Em Gutu partiram em busca de informações sobre Vladmir, procuraram em bares, casas noturnas e locais de grandes eventos, não havia muito por ali, mas tinham que continuar. Ynara foi até as savanas em volta da cidade, procurando sinais de intervenção humana nos animais. Percebeu que alguns leopardos e macacos tiveram a mente invadida, deviam ter sido usados para monitorar algum perímetro para um bruxo. Ficaram três dias indo e vindo em todas as direções, separadamente, reunindo-se a noite apenas para trocar informações com segurança, estavam evitando o uso demasiado de seus dons a fim de não atrair atenção de outros seres que ali estivessem. Três dias de buscas incessantes mais tarde conseguiram uma direção. Um anão fez alguns trabalhos para Vladmir e estava realmente disposto a vê-lo sofrer, visto que o preço acordado não fora pago. O anão perdeu o rastro de Vladmir nas Filipinas, tem certeza de que ele ainda não deixou aquela região, tem informantes por lá e eles tem ouvido seu nome aqui e ali.

Pagaram o anão pela informação e seguiram para Filipina, levaram mais um dia de avião para chegar até lá, em meio aos murmúrios conseguiram uma localização que parecia mais exata, Vladmir foi visto em Gigmoto, ficava em uma das ilhas a nordeste das Filipinas. O local é praticamente inabitado, algumas vilas aqui e ali e um porto que era de longe o local mais movimentado da cidade. Eles chegaram até lá separadamente, cada um em horário diferente pra não chamar a atenção de Vladmir e facilitar sua fuga.

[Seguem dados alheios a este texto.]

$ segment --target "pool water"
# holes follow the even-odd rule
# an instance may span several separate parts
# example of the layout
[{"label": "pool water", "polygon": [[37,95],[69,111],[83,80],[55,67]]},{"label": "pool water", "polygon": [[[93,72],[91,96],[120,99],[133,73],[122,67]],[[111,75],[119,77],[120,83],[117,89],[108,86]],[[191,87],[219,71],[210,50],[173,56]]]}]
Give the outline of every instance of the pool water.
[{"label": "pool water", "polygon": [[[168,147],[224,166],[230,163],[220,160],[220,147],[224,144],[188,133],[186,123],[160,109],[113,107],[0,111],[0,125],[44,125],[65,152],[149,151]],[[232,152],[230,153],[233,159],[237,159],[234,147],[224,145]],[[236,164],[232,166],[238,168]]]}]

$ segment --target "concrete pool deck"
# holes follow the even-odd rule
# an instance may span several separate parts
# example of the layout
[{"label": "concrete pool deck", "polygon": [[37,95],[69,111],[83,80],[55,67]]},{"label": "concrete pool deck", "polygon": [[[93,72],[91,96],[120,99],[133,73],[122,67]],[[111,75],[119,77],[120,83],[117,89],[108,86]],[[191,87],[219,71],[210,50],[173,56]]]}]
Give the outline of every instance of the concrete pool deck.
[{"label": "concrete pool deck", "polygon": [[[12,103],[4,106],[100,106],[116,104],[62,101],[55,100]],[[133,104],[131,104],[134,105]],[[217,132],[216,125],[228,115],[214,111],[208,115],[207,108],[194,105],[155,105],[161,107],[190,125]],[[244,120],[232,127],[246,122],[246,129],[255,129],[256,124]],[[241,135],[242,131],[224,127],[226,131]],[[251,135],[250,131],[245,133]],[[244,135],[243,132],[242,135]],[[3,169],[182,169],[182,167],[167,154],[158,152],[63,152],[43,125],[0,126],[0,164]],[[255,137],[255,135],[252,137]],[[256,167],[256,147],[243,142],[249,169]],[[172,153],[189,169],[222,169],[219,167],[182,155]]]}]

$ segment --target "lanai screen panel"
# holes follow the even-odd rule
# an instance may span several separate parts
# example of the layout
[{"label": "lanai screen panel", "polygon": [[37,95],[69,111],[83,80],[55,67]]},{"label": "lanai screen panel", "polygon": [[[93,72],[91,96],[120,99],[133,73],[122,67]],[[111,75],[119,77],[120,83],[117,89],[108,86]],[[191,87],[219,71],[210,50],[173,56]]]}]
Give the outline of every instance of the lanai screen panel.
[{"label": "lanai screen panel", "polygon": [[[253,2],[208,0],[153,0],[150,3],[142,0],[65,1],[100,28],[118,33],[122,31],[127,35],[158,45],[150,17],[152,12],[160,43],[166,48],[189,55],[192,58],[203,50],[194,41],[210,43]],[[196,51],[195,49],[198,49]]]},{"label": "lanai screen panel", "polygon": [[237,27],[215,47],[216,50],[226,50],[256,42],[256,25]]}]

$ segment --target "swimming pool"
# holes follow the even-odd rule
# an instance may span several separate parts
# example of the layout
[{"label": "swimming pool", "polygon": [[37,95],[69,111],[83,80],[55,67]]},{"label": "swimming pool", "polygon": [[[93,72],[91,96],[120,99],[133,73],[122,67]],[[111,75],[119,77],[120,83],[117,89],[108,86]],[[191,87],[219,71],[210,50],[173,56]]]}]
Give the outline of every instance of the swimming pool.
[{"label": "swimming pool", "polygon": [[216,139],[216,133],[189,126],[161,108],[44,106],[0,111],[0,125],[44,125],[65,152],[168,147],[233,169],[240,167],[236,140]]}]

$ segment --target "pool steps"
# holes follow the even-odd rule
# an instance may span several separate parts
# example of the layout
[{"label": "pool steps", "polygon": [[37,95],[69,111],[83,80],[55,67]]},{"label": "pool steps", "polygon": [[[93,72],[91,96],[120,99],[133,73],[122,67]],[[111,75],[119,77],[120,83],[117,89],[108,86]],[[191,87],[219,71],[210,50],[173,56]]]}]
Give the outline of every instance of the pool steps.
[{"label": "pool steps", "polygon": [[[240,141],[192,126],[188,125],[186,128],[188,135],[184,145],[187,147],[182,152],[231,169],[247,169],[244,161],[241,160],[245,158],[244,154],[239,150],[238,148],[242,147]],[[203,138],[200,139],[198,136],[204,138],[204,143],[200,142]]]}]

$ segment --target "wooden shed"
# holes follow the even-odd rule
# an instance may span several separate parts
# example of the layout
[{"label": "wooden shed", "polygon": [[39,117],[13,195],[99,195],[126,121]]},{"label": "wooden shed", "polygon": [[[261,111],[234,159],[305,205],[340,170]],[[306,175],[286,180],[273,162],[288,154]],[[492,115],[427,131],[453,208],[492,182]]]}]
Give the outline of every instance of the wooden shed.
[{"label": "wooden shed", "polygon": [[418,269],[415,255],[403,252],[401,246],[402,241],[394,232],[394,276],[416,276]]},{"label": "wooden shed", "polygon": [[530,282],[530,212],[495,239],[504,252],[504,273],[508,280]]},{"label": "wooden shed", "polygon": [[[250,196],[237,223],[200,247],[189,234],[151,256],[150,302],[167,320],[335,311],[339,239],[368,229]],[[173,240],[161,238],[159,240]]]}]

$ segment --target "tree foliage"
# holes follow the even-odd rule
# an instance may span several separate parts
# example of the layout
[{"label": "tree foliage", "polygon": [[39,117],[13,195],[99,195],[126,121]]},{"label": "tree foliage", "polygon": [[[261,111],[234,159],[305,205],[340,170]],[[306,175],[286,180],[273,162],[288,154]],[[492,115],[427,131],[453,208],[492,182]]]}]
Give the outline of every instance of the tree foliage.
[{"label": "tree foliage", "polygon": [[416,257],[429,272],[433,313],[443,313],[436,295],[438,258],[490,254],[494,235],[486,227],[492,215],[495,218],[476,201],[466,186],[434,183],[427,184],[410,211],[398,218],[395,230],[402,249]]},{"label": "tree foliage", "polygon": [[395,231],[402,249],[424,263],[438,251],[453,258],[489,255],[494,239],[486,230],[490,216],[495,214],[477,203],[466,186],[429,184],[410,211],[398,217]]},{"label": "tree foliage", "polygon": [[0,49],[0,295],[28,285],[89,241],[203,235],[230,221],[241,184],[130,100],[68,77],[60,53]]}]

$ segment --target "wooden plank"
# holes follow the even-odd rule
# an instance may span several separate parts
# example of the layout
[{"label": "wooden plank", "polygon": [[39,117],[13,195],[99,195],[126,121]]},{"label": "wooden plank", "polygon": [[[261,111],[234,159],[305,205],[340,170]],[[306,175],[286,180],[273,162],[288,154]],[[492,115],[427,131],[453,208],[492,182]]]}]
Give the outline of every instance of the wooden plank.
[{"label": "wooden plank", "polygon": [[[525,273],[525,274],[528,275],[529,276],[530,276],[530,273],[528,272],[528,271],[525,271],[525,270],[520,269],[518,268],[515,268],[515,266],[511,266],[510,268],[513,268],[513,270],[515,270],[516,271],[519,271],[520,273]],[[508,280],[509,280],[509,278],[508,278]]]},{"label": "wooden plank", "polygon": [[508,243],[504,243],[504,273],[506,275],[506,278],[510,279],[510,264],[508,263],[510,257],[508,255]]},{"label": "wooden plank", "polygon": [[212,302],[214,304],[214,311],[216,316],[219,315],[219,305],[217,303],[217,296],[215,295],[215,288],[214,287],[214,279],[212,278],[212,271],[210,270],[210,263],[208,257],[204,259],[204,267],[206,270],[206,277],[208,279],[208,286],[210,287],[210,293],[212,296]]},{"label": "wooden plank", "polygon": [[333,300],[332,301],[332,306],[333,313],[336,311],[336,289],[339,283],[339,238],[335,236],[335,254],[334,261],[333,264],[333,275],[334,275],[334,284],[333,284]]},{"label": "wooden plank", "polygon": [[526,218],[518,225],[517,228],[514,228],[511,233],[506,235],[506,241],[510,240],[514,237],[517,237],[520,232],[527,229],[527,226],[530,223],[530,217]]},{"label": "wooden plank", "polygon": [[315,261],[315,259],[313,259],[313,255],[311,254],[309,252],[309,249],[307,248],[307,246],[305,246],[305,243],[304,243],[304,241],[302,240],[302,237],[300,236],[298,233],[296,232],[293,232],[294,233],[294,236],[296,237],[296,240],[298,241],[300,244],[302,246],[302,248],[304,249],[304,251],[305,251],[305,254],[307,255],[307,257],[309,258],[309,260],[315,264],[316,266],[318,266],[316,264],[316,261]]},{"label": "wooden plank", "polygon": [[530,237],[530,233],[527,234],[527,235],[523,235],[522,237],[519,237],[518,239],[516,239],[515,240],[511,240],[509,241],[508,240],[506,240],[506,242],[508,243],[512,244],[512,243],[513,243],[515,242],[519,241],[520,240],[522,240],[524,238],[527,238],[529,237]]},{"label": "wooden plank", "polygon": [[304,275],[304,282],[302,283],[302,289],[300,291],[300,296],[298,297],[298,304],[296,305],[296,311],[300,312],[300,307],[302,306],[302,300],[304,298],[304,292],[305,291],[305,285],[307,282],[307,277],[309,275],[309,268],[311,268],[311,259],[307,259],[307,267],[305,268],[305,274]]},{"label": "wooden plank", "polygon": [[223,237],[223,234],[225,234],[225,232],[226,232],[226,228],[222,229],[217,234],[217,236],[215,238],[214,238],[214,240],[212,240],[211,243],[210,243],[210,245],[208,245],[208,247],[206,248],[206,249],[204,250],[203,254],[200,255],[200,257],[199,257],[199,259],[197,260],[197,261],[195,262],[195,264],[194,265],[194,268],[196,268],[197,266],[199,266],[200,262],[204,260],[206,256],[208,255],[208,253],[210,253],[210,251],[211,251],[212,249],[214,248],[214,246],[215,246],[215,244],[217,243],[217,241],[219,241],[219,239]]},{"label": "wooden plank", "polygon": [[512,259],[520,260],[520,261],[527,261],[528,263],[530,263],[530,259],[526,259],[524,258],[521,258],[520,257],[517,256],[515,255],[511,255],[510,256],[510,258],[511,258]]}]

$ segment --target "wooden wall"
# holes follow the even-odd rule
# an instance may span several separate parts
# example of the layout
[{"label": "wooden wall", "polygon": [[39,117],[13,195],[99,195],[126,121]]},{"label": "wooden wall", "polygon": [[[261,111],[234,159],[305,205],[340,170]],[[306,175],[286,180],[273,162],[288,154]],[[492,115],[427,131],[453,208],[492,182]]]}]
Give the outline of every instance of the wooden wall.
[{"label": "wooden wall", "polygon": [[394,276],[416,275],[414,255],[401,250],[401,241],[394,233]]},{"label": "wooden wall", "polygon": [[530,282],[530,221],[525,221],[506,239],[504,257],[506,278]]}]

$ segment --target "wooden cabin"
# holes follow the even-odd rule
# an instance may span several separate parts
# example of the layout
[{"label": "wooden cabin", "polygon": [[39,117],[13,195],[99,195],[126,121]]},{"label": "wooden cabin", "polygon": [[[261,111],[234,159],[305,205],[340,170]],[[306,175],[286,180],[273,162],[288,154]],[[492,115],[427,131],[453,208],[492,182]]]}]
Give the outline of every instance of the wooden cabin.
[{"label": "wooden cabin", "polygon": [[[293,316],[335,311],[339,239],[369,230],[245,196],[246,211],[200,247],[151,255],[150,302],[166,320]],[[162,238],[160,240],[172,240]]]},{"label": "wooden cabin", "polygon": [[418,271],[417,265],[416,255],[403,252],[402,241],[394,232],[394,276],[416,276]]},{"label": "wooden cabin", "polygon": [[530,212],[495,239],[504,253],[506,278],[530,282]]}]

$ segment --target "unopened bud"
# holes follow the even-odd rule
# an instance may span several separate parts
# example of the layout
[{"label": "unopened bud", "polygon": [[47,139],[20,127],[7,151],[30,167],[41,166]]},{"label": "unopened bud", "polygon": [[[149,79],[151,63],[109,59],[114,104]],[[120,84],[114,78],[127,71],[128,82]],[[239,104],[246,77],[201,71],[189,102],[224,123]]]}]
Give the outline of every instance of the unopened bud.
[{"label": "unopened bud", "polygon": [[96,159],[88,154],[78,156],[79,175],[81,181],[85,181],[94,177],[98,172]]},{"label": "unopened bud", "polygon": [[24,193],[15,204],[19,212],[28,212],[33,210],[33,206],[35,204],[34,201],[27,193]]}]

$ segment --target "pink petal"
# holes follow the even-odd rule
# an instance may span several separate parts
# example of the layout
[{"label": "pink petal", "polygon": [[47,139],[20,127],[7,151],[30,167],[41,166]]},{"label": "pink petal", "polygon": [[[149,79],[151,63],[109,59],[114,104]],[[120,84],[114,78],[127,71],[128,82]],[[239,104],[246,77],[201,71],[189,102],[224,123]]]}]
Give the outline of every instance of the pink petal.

Reuniram-se no quarto que Shamira alugou na cidade, Ynara e Ravn foram para lá de sombra em sombra, evitando contato com os moradores.

- Vou sair esta noite, vi um “Pub” a caminho daqui, cercado de demônios e anjos, com certeza um lugar para se começar a procurar coisas fora do comum.

- Se ele estiver lá, poderá iniciar uma luta, você não tem como vencê-lo sozinho, viu o que ele fez com Melissa e Franco. – Shamira estava preocupada.

- Sei que não devo enfrentá-lo e não o farei, se ele estiver lá, vou convocá-las.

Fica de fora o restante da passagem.